Several approaches to physical database design can make one-AMP or few-AMP query plans more likely. Most of these choices need to be made carefully, because they also influence how other work in the system is optimized. All applications running in the database need to be considered, particularly when selecting or changing primary index columns:
- Use the Same Primary Index Definitions
When you expect frequent joins between two associated tables, consider using identical column sets for the primary index definitions of both tables. In other words, define the primary indexes and the join columns are the columns. This technique can enhance both decision support and tactical queries, depending on the frequency of the join and the demographics of the data.
- Increase the Likelihood of Few-AMP Nested Joins
Consider placing USIs on the join constraint of one of the tables. From the perspective of logical database design, you are placing the USI on the primary key of the primary table in the primary key-foreign key relationship.
- Consider a Join Index
You can create a single-table join index or hash index with a different primary index than the base table. For example, you could define a primary index for the join or hash index composed of the column that corresponds to values frequently specified by the application. The example in the following diagram indicates how a query that only has a value for customer name could use the join index for single-AMP access.
- Consider a Global Join Index
A global join index is a single-table join index, similar to the one illustrated above, except for one important difference: each global join index row contains a pointer to its base table that the Optimizer can use as an alternate way to access base table rows. Using a join index for base table access is referred to as partial covering because such a join index only partially covers the query (see Partial Query Coverage and Restrictions on Partial Covering by Join Indexes).
Global join indexes offer the combined advantages of a NUSI (by supporting duplicate rows per value) and a USI (hashed index rows), and the Optimizer can often take advantage of these capabilities for Group AMP operations.

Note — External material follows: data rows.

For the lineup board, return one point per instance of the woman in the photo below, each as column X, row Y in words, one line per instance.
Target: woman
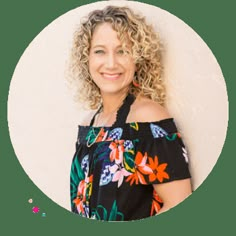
column 130, row 162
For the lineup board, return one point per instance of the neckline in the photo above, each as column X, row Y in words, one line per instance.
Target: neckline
column 129, row 123
column 121, row 114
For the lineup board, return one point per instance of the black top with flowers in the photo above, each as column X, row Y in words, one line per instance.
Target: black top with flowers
column 114, row 167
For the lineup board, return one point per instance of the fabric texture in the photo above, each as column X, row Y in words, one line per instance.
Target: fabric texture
column 114, row 167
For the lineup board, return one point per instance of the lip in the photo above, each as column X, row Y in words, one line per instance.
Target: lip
column 109, row 76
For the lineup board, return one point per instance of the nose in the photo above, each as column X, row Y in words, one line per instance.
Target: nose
column 111, row 60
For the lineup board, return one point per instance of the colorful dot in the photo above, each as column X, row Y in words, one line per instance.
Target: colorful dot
column 35, row 209
column 30, row 200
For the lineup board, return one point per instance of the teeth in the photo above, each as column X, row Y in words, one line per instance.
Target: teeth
column 112, row 76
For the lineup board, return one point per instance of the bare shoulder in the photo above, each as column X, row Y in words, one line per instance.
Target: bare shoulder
column 87, row 117
column 146, row 110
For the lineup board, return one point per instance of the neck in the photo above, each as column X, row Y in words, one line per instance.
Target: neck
column 112, row 102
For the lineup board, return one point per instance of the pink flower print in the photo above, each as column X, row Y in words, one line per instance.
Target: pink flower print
column 119, row 172
column 117, row 150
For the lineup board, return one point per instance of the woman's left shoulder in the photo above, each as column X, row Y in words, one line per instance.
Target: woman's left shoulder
column 146, row 110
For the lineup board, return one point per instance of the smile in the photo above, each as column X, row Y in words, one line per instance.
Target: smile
column 111, row 76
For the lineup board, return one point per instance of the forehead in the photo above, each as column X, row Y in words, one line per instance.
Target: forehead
column 104, row 34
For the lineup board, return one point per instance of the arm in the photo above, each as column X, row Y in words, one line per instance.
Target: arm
column 172, row 193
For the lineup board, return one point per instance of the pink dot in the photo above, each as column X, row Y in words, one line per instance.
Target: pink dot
column 35, row 209
column 30, row 200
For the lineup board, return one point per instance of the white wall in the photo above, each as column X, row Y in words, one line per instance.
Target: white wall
column 43, row 117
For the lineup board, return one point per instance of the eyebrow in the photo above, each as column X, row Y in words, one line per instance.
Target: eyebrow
column 103, row 46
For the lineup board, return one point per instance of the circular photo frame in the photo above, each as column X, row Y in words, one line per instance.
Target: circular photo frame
column 43, row 117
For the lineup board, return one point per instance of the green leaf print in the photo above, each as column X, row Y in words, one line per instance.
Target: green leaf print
column 113, row 216
column 171, row 137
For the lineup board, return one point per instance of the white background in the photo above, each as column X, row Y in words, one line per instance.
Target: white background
column 43, row 116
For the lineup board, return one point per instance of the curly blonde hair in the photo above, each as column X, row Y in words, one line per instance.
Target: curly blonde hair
column 145, row 51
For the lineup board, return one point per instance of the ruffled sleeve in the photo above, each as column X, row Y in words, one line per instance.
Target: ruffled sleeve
column 160, row 154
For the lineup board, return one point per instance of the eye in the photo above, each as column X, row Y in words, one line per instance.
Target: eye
column 121, row 52
column 99, row 51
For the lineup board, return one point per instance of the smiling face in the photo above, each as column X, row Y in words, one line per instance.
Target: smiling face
column 111, row 69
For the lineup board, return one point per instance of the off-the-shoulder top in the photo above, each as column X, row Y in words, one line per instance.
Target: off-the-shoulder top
column 114, row 168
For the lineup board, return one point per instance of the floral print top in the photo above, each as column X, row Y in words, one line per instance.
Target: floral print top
column 113, row 168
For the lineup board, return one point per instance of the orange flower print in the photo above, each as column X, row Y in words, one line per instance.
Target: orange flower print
column 156, row 203
column 141, row 169
column 101, row 135
column 117, row 150
column 84, row 188
column 158, row 171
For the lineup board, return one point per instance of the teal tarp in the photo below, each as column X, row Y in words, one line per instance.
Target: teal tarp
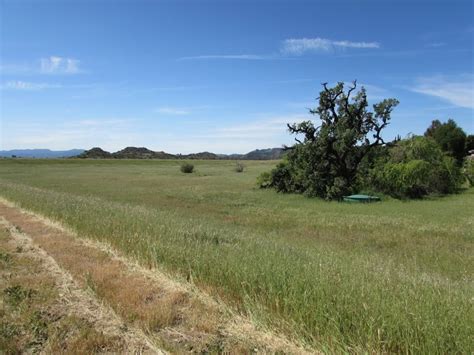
column 361, row 198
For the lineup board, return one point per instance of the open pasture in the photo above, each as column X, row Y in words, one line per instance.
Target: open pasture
column 390, row 276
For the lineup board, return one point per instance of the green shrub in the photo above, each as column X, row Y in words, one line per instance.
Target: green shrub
column 187, row 168
column 468, row 170
column 239, row 167
column 414, row 168
column 264, row 180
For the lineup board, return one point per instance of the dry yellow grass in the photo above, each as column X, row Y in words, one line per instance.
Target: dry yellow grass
column 173, row 315
column 43, row 310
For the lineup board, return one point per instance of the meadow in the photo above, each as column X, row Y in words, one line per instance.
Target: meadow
column 394, row 276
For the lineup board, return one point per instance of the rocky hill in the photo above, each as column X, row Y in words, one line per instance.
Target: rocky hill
column 145, row 153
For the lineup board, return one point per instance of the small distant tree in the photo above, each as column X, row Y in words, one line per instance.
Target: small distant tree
column 469, row 143
column 415, row 167
column 450, row 137
column 325, row 162
column 187, row 168
column 239, row 167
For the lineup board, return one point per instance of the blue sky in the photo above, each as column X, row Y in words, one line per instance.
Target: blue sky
column 222, row 76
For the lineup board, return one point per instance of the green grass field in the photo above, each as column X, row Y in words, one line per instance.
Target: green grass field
column 392, row 276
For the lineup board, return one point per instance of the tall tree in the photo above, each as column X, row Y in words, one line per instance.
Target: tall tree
column 325, row 162
column 450, row 137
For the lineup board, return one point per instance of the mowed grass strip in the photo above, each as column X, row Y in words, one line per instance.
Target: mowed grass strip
column 34, row 317
column 388, row 277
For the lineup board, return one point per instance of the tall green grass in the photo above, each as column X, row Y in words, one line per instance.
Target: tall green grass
column 339, row 277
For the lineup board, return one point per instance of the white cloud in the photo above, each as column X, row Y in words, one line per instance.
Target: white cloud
column 298, row 46
column 261, row 129
column 458, row 90
column 59, row 65
column 173, row 111
column 227, row 56
column 28, row 86
column 436, row 44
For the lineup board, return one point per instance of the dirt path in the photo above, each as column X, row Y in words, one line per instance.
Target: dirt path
column 147, row 308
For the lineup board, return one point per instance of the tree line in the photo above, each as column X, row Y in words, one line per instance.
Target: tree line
column 346, row 153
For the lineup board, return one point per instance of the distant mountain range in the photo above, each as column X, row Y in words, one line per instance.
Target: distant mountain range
column 139, row 153
column 40, row 153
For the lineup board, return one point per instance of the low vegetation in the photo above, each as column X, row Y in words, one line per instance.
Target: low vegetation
column 389, row 277
column 33, row 318
column 187, row 168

The following graphic indicates how the query first accesses the global join index, then uses the rowID information from the index to access the base table rows:
Suppose you create the following base table:
CREATE MULTISET TABLE adw.customer ( c_custkey DECIMAL(18,0) NOT NULL, c_name VARCHAR(30) CHARACTER SET LATIN CASESPECIFIC NOT NULL, c_address VARCHAR(40) CHARACTER SET LATIN CASESPECIFIC NOT NULL, c_nationkey DECIMAL(18,0) NOT NULL, c_phone CHARACTER(10) CHARACTER SET LATIN CASESPECIFIC NOT NULL, c_mktsegment CHARACTER(10) CHARACTER SET LATIN CASESPECIFIC NOT NULL, c_comment CHARACTER(100) CHARACTER SET LATIN CASESPECIFIC NOT NULL) UNIQUE PRIMARY INDEX ( c_custkey ) INDEX ( c_nationkey );
To support group AMP access to the data in this table, you create the following global join index:
CREATE JOIN INDEX adw_ji AS SELECT (c_phone), (ROWID) FROM customer PRIMARY INDEX(c_phone);
A typical query against the customer table might be something like the following:
SELECT c_name, c_mktsegment FROM customer WHERE c_phone = '5363333428';
To make the Optimizer aware of the opportunity for using group AMP access to respond to this query, you must first collect statistics on the c_phone column of the base table. Otherwise, the Optimizer still uses the global join index, but generates an all-AMP plan instead of the more cost effective group AMP plan.
The main advantages of global join indexes are scalability and throughput. Whether a global join index supports faster processing than a NUSI largely depends on how busy the system is at the time the query is submitted. On a system with a light load, a query supported by a NUSI might run slightly faster, because a NUSI scan is one step that all AMPs perform in parallel. To use a global join index, the plan requires two steps to perform the same operation.
When a system is heavily loaded, a global join index is likely to provide a performance advantage, all things being equal, because it does not impel the overhead of an all-AMP operation. The higher the number of AMPs involved in satisfying a request, the higher the likelihood of experiencing resource contention and experiencing response delays, and the difference is more pronounced as a configuration grows in size. As a result, the practical benefits accrued from using a global join index rather than a NUSI also increase.
Because global join indexes can partially cover a query, some, or even most, of the columns requested by a query need not be defined in the join index itself. Multitable join indexes also support partial covering, though aggregate join indexes do not. Frequently only the primary index of the global join index is carried, along with the unique identifier of the base table it supports.
You can specify any of the following unique identifiers in the definition of a global join index:
- The row ID of the base table (expressed as the keyword ROWID).
- The primary index of the base table.
- A unique secondary index on the base table.